2016年03月12日 00時00分00秒 | #小説

 通勤帰り、電車を降りると、いつもの無人改札を通り抜けた脇山は、踏切を横切ろうと無意識に駅を出た。カン!カン!カン!…と叩(たた)くような金属音が鳴り、踏切警報機が赤く点滅を繰り返した。今降りた電車が目の前を通り過ぎる間、脇山は虚(うつ)ろに踏切が上がるのを待った。轟音(ごうおん)とともに電車が目の前を通過し、数人の知らない人とともに脇山は踏切を横切った。
 しばらく歩いていると、これもいつも通って下さいとばかりに待ちかまえる橋が現れた。かさかけ橋だった。もう、とっぷりと日は暮れ、辺(あた)りは、すっかり暗くなっていた。橋を渡ろうとし、脇山はおやっ? と思った。朝、通った時は見かけなかった一本の傘が、外灯に照らされ橋の渡り口の欄干(らんかん)にかかっていた。脇山は、橋の名の通りだ…と、ふと思った。なぜ、かさかけ橋の名がついたのかという謂(いわ)れを脇山は知らなかった。欄干にかかった傘を見て見ぬ振りをし、脇山は橋を渡り始めた。不思議なことに、そのときザァーっと雨が降り始めた。雨具を持っていない脇山は、立ち止まった。今、見て見ぬ振りをして通り過ぎた渡り口の欄干には、どうぞ! とばかりに傘がかかっているのだ。ずぶ濡れになる訳にもいかず、脇山は傘を借用することにし、Uタ-ンした。雨は激しさを増した。傘をさし、橋を渡り終え、脇山は無事に家へ戻(もど)ることが出来た。誰かがかけた傘なら…という後ろめたい気持が起き、脇山はその傘を手に、家の傘をさして家を出た。掛かっていた欄干へその傘をかけると、脇山は家へ戻(もど)った。その後、やや小降りになったが、夜になっても雨はやむことなく降り続き、朝となった。

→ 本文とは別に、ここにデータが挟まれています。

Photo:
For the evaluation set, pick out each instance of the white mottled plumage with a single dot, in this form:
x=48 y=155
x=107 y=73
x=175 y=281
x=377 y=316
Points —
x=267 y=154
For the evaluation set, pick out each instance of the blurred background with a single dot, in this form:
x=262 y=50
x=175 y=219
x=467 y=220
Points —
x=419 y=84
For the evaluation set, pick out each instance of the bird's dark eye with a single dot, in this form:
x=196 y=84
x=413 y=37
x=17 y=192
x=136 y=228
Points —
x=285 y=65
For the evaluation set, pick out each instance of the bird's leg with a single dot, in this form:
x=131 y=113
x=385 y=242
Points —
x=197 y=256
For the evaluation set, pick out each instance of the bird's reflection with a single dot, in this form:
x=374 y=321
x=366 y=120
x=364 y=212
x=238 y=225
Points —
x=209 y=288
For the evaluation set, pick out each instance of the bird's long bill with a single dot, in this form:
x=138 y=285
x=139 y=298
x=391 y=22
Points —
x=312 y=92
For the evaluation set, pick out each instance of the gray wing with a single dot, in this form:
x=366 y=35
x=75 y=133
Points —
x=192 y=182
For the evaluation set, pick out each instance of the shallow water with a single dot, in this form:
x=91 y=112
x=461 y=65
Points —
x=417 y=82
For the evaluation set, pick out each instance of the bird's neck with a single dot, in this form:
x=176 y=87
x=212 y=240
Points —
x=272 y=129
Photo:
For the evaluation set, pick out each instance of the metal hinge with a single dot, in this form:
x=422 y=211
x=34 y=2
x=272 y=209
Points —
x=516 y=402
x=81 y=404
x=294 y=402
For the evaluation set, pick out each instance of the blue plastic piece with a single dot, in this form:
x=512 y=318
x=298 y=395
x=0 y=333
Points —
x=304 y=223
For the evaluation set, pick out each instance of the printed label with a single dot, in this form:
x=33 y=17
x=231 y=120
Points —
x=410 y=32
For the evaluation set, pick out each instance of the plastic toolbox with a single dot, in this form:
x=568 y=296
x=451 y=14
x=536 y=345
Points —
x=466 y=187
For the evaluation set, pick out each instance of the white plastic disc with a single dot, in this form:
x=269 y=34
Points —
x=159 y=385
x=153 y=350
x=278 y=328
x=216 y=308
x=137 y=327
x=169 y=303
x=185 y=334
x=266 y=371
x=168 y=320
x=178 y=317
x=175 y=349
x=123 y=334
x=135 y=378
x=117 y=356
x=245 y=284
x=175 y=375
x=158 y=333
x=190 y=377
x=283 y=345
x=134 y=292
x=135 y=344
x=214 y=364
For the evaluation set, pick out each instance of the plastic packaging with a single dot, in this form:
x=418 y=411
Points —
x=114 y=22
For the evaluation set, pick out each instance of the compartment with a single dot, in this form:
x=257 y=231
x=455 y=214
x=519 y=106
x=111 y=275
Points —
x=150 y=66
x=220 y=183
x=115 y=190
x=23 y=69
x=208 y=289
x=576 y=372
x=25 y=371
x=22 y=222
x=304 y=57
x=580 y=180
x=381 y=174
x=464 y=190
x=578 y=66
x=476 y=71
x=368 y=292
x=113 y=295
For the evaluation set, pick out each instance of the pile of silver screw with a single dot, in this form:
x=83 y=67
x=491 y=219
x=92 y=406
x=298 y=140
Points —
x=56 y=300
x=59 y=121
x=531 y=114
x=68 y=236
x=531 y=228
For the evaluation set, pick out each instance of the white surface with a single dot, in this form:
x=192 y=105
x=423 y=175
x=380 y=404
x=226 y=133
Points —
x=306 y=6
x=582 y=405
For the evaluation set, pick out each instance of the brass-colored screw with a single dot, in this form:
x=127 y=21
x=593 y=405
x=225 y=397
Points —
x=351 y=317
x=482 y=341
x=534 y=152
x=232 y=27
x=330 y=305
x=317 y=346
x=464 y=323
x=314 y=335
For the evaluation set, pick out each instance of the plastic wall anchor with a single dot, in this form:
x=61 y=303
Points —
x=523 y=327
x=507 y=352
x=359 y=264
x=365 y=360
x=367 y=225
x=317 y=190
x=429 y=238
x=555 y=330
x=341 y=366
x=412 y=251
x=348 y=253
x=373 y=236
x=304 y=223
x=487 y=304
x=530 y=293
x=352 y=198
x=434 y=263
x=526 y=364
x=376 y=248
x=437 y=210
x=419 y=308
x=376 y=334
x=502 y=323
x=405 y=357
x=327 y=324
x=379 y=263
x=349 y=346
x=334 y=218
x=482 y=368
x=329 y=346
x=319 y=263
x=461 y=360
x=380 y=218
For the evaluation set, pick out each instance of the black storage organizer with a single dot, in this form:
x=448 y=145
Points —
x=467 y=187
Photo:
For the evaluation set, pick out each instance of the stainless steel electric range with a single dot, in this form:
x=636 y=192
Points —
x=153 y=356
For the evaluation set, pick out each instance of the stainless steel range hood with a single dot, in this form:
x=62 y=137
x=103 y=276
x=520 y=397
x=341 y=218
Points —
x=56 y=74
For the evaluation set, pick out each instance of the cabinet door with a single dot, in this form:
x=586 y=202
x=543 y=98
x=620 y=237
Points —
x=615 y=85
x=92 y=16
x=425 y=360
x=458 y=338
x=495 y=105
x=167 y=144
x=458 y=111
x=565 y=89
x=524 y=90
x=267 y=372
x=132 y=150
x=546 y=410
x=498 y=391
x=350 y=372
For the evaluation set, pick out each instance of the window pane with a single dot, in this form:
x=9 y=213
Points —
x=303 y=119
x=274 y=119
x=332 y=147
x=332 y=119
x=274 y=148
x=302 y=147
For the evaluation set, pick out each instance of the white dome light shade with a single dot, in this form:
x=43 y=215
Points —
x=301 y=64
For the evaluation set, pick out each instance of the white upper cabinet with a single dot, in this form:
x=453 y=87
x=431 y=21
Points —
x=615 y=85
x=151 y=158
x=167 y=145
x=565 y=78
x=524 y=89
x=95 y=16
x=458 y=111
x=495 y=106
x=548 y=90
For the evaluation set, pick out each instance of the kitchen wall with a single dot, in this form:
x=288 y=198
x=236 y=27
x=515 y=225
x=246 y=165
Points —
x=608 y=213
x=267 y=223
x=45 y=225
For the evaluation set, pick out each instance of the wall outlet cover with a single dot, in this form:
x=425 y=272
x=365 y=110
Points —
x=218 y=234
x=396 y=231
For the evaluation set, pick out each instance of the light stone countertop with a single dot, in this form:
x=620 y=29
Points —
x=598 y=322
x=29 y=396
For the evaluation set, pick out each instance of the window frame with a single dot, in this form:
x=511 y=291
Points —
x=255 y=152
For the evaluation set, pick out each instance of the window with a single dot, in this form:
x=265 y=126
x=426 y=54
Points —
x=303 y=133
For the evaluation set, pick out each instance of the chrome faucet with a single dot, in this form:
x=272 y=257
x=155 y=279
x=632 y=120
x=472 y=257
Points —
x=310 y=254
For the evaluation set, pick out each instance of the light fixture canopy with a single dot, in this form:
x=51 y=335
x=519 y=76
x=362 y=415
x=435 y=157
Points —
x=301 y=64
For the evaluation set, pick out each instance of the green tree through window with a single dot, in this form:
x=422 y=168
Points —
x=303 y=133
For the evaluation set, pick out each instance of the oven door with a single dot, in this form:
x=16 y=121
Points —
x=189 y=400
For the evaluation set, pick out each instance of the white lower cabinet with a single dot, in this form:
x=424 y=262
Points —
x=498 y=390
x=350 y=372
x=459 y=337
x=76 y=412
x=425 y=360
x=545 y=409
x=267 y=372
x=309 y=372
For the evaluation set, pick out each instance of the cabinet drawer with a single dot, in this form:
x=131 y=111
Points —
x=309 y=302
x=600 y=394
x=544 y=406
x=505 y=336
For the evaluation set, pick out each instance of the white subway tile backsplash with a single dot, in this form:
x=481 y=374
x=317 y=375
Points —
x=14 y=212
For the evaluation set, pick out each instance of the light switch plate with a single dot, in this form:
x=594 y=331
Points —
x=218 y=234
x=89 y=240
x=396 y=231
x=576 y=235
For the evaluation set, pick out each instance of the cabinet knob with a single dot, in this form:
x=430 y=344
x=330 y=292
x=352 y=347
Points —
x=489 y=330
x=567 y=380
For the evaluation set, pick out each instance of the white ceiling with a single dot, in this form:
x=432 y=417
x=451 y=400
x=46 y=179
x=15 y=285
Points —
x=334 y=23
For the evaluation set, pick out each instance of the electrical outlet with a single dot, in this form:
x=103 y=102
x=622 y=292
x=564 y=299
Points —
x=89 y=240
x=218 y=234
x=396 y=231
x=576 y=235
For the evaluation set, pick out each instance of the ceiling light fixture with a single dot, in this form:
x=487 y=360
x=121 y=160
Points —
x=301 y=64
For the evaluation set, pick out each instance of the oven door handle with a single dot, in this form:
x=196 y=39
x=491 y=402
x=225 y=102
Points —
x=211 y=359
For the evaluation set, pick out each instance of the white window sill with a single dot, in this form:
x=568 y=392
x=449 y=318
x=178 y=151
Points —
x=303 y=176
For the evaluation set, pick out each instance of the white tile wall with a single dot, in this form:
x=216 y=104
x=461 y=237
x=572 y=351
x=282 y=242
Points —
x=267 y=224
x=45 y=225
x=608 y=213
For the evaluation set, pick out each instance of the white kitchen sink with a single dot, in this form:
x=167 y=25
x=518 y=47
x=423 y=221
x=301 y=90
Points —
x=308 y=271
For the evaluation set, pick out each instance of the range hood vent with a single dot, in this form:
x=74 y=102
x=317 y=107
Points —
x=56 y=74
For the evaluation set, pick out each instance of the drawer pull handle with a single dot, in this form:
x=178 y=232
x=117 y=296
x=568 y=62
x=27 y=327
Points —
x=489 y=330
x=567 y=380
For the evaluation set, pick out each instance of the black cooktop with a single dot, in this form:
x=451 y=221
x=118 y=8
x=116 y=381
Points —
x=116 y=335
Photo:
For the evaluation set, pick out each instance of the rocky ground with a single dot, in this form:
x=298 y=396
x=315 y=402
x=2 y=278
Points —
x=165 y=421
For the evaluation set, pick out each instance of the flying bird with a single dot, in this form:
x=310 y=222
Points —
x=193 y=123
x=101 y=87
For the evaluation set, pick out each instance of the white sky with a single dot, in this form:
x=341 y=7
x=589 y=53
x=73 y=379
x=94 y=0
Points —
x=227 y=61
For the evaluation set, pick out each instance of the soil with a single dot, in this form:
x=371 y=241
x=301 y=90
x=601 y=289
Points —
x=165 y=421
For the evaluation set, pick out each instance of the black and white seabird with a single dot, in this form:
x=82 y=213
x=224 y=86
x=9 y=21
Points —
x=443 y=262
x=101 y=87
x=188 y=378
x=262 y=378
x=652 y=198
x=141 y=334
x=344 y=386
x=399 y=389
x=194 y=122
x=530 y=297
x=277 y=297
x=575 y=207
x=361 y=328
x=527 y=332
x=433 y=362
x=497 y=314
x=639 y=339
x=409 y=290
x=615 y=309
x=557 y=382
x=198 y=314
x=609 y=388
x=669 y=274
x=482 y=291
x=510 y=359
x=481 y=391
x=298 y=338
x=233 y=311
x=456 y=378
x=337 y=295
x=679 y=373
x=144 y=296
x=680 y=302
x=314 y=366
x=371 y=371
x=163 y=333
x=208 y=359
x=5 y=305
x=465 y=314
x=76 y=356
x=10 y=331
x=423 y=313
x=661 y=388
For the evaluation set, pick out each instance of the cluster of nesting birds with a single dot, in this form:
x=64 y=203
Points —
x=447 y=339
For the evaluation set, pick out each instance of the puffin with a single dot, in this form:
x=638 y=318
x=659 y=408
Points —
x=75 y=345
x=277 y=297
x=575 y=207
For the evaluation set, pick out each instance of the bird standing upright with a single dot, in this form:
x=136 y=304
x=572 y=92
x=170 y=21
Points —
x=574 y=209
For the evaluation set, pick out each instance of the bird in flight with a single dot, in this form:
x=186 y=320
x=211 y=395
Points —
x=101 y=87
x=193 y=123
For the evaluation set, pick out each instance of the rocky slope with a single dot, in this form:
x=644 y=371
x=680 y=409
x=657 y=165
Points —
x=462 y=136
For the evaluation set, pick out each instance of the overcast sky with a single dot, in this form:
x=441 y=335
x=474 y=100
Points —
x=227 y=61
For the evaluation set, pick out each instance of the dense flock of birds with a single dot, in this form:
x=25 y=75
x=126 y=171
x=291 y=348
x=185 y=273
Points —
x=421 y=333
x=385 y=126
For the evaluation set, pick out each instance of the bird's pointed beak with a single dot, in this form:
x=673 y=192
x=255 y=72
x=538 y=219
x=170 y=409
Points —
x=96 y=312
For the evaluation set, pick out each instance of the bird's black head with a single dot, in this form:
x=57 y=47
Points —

 脇山はいつものように通勤でかさかけ橋を渡っていた。橋を渡り終えると、昨日(きのう)返した傘が消えていることに脇山は気づいた。脇山は、やはり誰かの傘だったんだ、返してよかった…と素直に思いながら駅へと歩を進めた。そして、その日は何ごともなく家へと戻り一日が終わった。
 その次の日の帰り道である。橋を渡ろうとした脇山は、またおやっ? と思った。一昨日(おととい)の傘がかかっているではないか。朝にはかかっていなかったのだ。それでもまあ、そんな偶然もあるさ…と気に留めず、脇山は橋を渡り始めた。不思議なことに、そのときまた、ザァーっと雨が降り始めた。一昨日もこうだったぞ…と脇山はふたたぴの偶然に少し怖(こわ)くなった。繰り返しでまた傘を使うのは憚(はばか)られた。脇山はずぶ濡れになりながら家へと急ぎ、辿(たど)りつくように戻った。そして着替え、その日も終わった。
 その翌朝、脇山は橋を渡って駅へ向かっていた。そして、おやっ? とまた思った。昨日の傘は使われなかったのか、そのまま欄干にかかっていた。朝のことだから、そう恐怖心も起こらず、ふ~ん…と脇山は駅へ向かった。
 帰り道、傘はまだ橋の渡り口の欄干にかかったままだった。脇山は目を伏せ、傘を見ないようにして橋を渡った。橋の半(なか)ばへ来たときまた、ザァーっと雨が降り始めた。脇山は怖くなり駆け出していた。そのとき、後ろで小さな声がした。
『お待ちくださぁ~~い』
 脇山は、ゾォ~っと身の毛がよだったが、駆けながら思わず振り返っていた。かかっていた傘が駆けて橋を渡り、脇山の方へ近づいてくるではないか。脇山はワァ~~っと叫びながら、走っていた。かさかけ橋という名の謂れは、傘が欄干にかけられた橋ではなく、傘が駆けだす橋という意味だった。